Lower thirds are the text graphics that pop up in the bottom of the frame during a video — a speaker's name, a place, a news ticker. They carry extra information without blocking the main shot. The name comes from where they sit, not their exact size. A lower third doesn't actually need to cover the whole bottom third of the screen; it just lives somewhere in that zone.
Common uses:
- Speaker names and titles
- Location information
- News tickers and headlines
- Time and date stamps
- Weather data and stock quotes
- Sports scores (similar to score bugs in sports broadcasting)
What the industry calls them
Different broadcasters have different names for the same thing.
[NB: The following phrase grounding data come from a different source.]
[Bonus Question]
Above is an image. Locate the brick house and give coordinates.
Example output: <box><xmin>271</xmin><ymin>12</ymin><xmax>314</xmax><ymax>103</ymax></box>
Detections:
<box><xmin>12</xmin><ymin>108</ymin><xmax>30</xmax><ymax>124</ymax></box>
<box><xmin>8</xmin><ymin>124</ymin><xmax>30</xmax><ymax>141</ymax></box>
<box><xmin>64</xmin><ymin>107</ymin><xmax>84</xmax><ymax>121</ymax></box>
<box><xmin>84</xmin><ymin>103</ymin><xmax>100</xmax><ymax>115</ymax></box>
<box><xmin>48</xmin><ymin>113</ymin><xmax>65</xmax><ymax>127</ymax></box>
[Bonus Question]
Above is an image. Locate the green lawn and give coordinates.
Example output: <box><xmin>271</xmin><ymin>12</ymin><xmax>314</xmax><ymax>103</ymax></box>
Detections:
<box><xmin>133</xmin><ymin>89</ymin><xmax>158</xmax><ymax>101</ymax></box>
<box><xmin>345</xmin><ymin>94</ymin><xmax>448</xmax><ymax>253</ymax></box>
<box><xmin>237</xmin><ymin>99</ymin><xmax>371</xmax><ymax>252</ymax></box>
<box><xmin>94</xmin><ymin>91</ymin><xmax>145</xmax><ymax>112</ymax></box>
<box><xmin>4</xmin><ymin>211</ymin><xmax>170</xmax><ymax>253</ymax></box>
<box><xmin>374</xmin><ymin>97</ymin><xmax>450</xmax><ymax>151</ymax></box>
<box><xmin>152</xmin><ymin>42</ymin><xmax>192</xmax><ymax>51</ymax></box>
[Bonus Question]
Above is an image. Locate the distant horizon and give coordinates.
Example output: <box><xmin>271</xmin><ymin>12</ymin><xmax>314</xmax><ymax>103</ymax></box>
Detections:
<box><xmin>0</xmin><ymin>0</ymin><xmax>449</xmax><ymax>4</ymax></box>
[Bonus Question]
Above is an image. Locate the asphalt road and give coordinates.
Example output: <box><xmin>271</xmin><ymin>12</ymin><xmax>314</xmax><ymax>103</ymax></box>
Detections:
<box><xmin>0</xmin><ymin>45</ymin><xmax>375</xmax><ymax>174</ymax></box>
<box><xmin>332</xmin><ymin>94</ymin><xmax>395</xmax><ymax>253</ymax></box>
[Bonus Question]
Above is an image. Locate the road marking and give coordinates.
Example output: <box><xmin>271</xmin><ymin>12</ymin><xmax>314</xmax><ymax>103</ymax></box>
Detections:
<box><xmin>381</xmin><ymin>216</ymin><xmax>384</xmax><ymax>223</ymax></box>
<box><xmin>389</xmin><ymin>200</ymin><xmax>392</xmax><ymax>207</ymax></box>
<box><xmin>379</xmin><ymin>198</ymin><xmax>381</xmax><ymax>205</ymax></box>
Where someone trained will usually tell you which word they reach for:
- CG — short for "character generator," the hardware that originally made these graphics
- Chyrons — a US term, from the Chyron Corporation's Chiron I character generator in the 1970s
- Superbars or Supers — another common US one
- Name straps or Astons — UK terminology, after Aston Broadcast Systems
- Captions — a more general catch-all for on-screen text
Clean feed vs. program as broadcast
Two terms worth knowing if you're working with broadcasters:
- Program as broadcast (or "dirty") — the video with lower thirds and graphics baked in
- Clean feed (or "textless") — the same video without any graphics
International distributors need clean feeds so they can add their own localized text. Producers cut textless versions during the master recording specifically for this — it's not an afterthought.
Designing lower thirds that work

A lower third has about two seconds to do its job. The viewer glances down, picks up the info, looks back at the main shot. Everything about the design has to serve that.
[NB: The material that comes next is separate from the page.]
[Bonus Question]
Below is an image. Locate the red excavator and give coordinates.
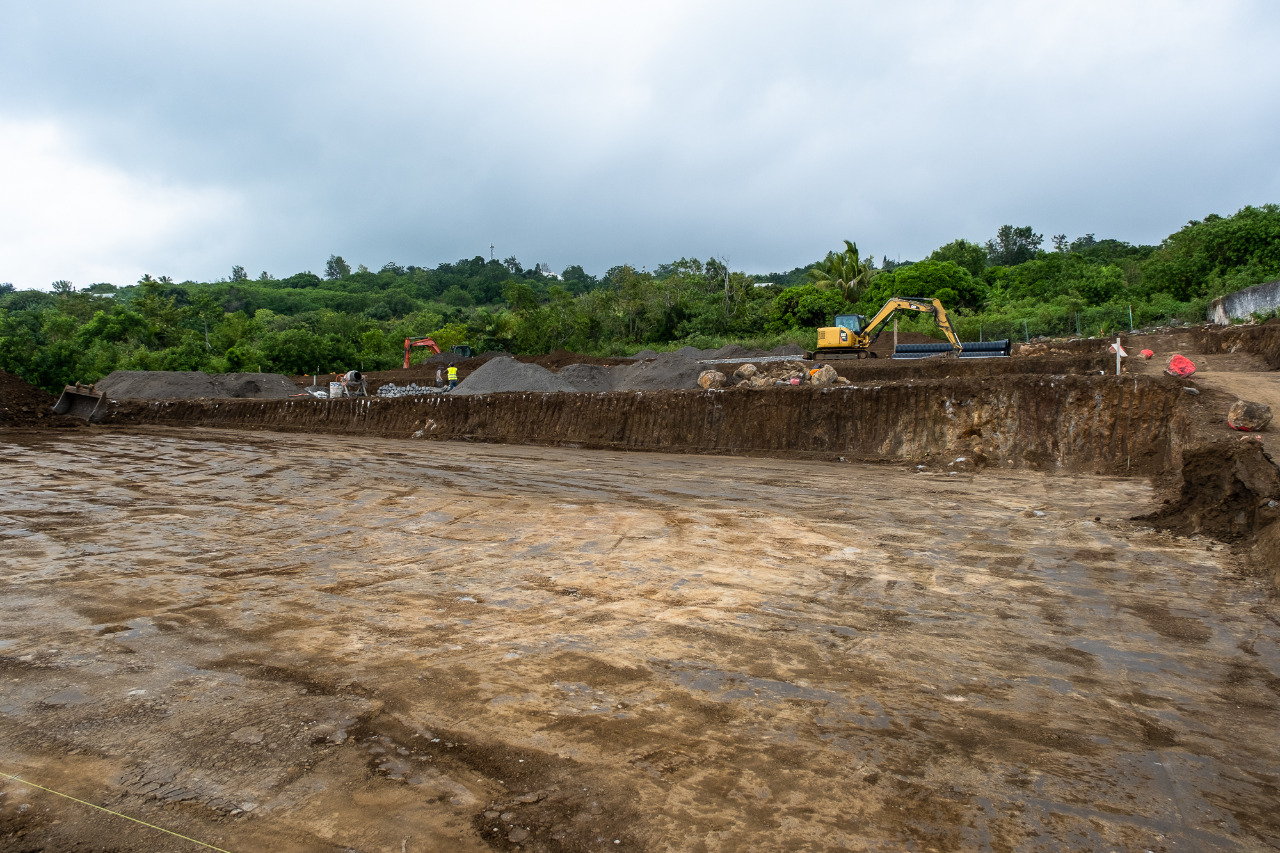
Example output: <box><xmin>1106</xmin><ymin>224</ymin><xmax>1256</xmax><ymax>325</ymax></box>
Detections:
<box><xmin>403</xmin><ymin>337</ymin><xmax>441</xmax><ymax>368</ymax></box>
Keep it simple — one clear message per graphic, strong contrast between text and background, a font that's actually legible. Decorative fonts look interesting in a mockup and unreadable on a screen at speed.
Color matters, and not just for the aesthetics. Test your lower third against several different backgrounds: a talking head, an outdoor scene, a dark studio. If it disappears into the footage, it isn't doing its job.
For duration, 5–7 seconds works for most standard lower thirds. Longer text needs more time on screen; short name tags can come and go faster.
Software for creating lower thirds
If you're starting out, templates are the fastest path to a result that looks professional. The usual sources:
- Adobe Premiere Pro — built-in lower third templates, fully customizable
- Final Cut Pro — Apple's equivalent, same idea
- Canva — web-based, easy to use, free tier available
- Stock template sites — pre-built designs you can modify to match your branding
Once templates feel natural, dig into the animation tools in whichever editor you're using. The standard news look is a simple fade in/fade out. Corporate work tends toward subtle slides or scaling. Creative content can push further — but match the animation to the tone. A hyperactive motion graphic in a corporate interview looks unprofessional; a flat fade in an esports broadcast looks dead.